I have a book built around Shakespeare called This Body. It started with a dying junkie whose body was suddenly inhabited by someone really into the modern play-going Shakespeare scene. It was a nice take on "now I get to start over in this nice young healthy body and forget all my dreary responsibility." I quite liked it.


shrift - Mar 13, 2010 6:27:44 pm PST #11112 of 28503
"You can't put a price on the joy of not giving a shit." -Zenkitty

I've read Robert B. Parker's Appaloosa, Resolution, and I'm in the middle of Brimstone. Do any of his other novels have a similar dynamic to the laconic life partners Virgil Cole and Everett Hitch?

Even if they don't, I'd welcome recommendations from the rest of his oeuvre.


Scrappy - Mar 14, 2010 2:39:34 pm PDT #11113 of 28503
Life moves pretty fast. You don't stop and look around once in a while, you could miss it.

Oh, and Moonlighting did a Shrew parody. In which Bruce Willis sang and played the harmonica.

Loved that. "Until we meet again, sometime in Act Five."


Maysa - Mar 14, 2010 8:23:21 pm PDT #11114 of 28503

Have any of you guys seen the BBC's Shakespeare Retold series they did a few years ago? There was a very cute version of Taming of the Shrew with Shirley Henderson (one of my favorites) and Rufus Sewell (always hot).

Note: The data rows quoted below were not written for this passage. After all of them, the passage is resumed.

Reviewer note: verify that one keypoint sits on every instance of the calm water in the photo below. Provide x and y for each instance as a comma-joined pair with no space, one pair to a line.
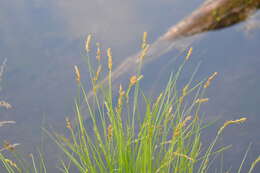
43,39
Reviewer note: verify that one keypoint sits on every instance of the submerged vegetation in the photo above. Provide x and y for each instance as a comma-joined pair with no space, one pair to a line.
127,132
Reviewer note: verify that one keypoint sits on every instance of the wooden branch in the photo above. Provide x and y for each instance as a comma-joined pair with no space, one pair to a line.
212,15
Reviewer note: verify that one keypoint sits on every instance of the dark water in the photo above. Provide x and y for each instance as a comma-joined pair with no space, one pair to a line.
42,40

Seska (the Watcher-in-Training) - Mar 15, 2010 1:45:56 am PDT #11115 of 28503
"We're all stories, in the end. Just make it a good one, eh?"

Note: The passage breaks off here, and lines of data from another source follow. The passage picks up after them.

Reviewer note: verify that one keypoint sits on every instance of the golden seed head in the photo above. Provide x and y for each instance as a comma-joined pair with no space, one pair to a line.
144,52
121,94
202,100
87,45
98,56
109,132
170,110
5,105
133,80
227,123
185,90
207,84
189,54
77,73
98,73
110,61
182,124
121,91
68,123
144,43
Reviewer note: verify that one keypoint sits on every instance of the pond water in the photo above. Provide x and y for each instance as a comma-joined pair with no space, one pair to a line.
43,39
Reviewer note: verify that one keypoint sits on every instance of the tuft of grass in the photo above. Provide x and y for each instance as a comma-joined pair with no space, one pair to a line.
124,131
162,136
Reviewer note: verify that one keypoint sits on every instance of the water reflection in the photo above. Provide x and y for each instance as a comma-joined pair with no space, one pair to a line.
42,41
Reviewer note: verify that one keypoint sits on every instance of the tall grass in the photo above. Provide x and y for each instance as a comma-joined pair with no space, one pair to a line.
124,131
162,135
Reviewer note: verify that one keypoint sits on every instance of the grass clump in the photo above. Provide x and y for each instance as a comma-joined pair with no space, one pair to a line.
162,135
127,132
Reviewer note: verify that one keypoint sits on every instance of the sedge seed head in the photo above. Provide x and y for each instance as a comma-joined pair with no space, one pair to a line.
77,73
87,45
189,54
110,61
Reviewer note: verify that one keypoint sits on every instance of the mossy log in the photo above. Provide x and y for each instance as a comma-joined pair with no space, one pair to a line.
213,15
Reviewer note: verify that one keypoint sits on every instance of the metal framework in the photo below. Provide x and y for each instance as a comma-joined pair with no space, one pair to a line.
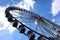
21,19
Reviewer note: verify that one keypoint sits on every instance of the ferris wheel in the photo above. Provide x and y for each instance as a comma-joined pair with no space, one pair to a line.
30,24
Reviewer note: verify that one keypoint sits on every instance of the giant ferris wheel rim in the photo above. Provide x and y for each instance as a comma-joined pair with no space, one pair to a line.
17,8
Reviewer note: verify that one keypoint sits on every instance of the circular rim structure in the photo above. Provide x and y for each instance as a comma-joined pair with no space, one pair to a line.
34,17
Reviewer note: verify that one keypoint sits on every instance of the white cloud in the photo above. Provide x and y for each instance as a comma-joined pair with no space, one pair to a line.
53,20
25,4
55,7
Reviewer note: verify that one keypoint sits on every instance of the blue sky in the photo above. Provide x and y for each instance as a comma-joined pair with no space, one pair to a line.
41,7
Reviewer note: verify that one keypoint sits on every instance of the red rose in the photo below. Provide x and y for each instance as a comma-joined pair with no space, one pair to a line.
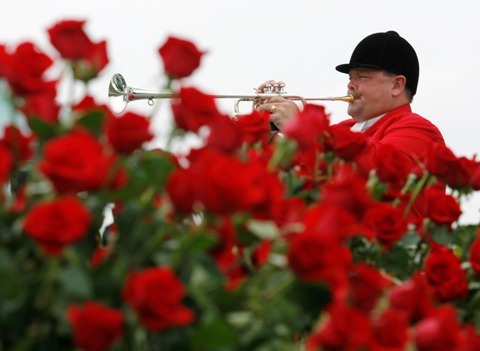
474,258
475,176
128,132
320,258
95,327
24,70
444,274
156,295
390,331
412,298
58,223
6,164
439,331
331,220
180,57
366,286
194,109
219,183
347,190
78,162
441,208
470,338
309,127
70,40
345,143
386,223
228,254
345,329
42,106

The BBC series was excellent. I used their updated Much Ado with my students who were studying the play.


Dana - Mar 15, 2010 3:38:00 am PDT #11116 of 28503
I haven't trusted science since I saw the film "Flubber."

Much Ado is my favorite. Damian Lewis! Sarah Parrish!


§ ita § - Mar 15, 2010 3:50:50 am PDT #11117 of 28503
Well not canonically, no, but this is transformative fiction.

Much Ado was great. I especially loved Damian Lewis at the start.


Tom Scola - Mar 15, 2010 10:08:08 am PDT #11118 of 28503
hwæt

[link]

A literary detective who claims to have found evidence of a ‘lost play’ by William Shakespeare has won the backing of the acclaimed Shakespeare publishers, Arden, with the publication of his new book, Double Falsehood, or the Distressed Lovers.


Gudanov - Mar 22, 2010 7:52:06 am PDT #11119 of 28503
Coding and Sleeping

I finished another audiobook on my commute. This one was 'Killing Floor' by Lee Child. It held my interest and I thought the writing was good enough, though I thought more could be chopped out. There were a couple of scenes I just couldn't buy. There were also a couple of improbable coincidences that would have been cool if they weren't really coincidences, but they were. Overall, a good enough read, but I'm not going to rush out (well get online) to the Library to get another one of his books. It did make me think I need to check if there are any Rex Stout audiobooks available I haven't already listened to.

My new audiobook from the library is 'Dragonspell' by somebody. It's classified as YA and the beginning is making me think it might be too Y for my taste. The Golden Compass was YA and I liked it a lot, but it was more on the A side.